3. Não convoco para a discussão milhares de horas e de quilómetros vividas e percorridos em contexto hospitalar, no acompanhamento diário de pessoas vulneráveis, com doença, e de familiares e profissionais tocados até às entranhas por essa vulnerabilidade alheia. Entendo que a discussão das possibilidades teóricas «arruma» o pensamento, mas que a nossa racionalidade assume e prioriza distintas caraterísticas quando está marcada pela dimensão afetiva. Deste modo, recordo [à letra, trago ao coração] os dias compreendidos entre o mês de janeiro e o dia 19 de maio. Em quatro períodos de internamento, o meu pai deixou de ter autonomia para comer e para se locomover. 

Enfraqueceu capacidades cognitivas e limitou grandemente a sua dinâmica de comunicar. Jantei com ele praticamente todos os dias nessa amplitude temporal e entendíamo-nos num código muito próprio, marcado pela presença e pelo silêncio. Em mais que um momento, diante do seu emagrecimento cavalgante e aparentemente inexplicável, em função do que comia, apareceu a proposta de uma bateria de exames invasivos. Manifestei-me sempre desfavorável. Pedi que lhe fossem ministradas todas as medidas de conforto possíveis, controlando a dor, e assumi que o sofrimento seria atenuado com a minha presença permanente. A medicina poderia descobrir exatamente o que ele tinha, mas nada teria para oferecer como tratamento proporcional, com um horizonte mínimo de esperança. A ‘obstinação terapêutica’, ‘Distanásia’, não só é má prática médica, como é eticamente reprovável. Alguns dos que votarão com convicção a ‘despenalização da eutanásia’, creio que é disto que estão a falar e é a perpetuação desta prática inútil que querem evitar. Uma vez mais,a confusão de conceitos desajuda.

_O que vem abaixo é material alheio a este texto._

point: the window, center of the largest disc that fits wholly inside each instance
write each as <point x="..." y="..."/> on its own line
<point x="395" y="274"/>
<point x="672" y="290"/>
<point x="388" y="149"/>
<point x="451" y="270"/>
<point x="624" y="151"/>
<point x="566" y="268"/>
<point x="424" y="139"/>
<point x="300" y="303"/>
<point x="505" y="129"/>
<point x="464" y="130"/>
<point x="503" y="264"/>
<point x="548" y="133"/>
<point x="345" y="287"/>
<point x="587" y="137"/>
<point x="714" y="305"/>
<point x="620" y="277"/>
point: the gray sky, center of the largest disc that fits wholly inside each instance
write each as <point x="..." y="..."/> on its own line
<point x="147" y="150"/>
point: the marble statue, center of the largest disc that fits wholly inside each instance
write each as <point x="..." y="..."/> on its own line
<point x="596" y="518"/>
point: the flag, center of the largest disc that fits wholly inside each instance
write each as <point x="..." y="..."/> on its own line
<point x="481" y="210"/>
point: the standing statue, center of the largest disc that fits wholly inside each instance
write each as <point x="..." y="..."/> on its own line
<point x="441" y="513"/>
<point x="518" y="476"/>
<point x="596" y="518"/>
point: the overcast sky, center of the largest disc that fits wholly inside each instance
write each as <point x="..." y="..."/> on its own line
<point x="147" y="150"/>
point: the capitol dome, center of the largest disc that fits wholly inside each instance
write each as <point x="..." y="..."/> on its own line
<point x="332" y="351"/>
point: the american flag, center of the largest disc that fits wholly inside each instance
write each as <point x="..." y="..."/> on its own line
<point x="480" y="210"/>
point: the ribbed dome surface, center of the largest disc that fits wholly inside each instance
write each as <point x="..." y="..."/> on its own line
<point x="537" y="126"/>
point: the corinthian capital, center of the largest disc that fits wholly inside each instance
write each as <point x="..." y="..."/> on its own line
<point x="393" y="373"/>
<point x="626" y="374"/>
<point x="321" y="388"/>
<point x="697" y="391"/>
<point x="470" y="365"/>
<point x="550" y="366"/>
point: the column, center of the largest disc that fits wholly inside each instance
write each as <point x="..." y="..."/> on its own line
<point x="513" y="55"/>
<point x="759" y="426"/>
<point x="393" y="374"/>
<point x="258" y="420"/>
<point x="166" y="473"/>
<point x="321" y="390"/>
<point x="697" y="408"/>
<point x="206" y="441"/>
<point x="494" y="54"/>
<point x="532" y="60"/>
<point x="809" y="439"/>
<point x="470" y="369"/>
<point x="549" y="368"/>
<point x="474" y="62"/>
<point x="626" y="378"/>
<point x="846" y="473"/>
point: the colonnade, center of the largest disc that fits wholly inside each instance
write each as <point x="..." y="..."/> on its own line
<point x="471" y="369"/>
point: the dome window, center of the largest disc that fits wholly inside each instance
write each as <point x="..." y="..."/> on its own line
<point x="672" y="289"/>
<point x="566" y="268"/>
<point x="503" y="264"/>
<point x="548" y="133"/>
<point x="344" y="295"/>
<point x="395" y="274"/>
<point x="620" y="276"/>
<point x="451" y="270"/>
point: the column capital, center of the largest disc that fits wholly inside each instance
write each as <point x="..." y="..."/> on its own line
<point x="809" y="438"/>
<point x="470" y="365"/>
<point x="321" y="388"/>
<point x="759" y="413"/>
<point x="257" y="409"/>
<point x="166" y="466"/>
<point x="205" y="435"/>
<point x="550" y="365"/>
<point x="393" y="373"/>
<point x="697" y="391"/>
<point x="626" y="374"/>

Como síntese, e em termos meramente sociológicos e antropológicas, direi que matar não é solução de coisa nenhuma. Parece, antes, uma renúncia à busca de caminhos, uma assunção de que a falência do sistema é uma inevitabilidade a que temos de nos resignar. Não julgo nenhuma exceção, que merece silêncio respeitoso, mas além do perigo resvalante, não me agrada uma ‘solução’ social sem retorno. Matar é algo distinto de deixar morrer! E ajudar a morrer, uma inevitabilidade comum a todos, só pode equivaler a ajudar a viver [o possível]! Se não cuidamos bem dos últimos instantes dos nossos, estes merecem, ao menos, que os deixemos morrer em paz. Assistidos!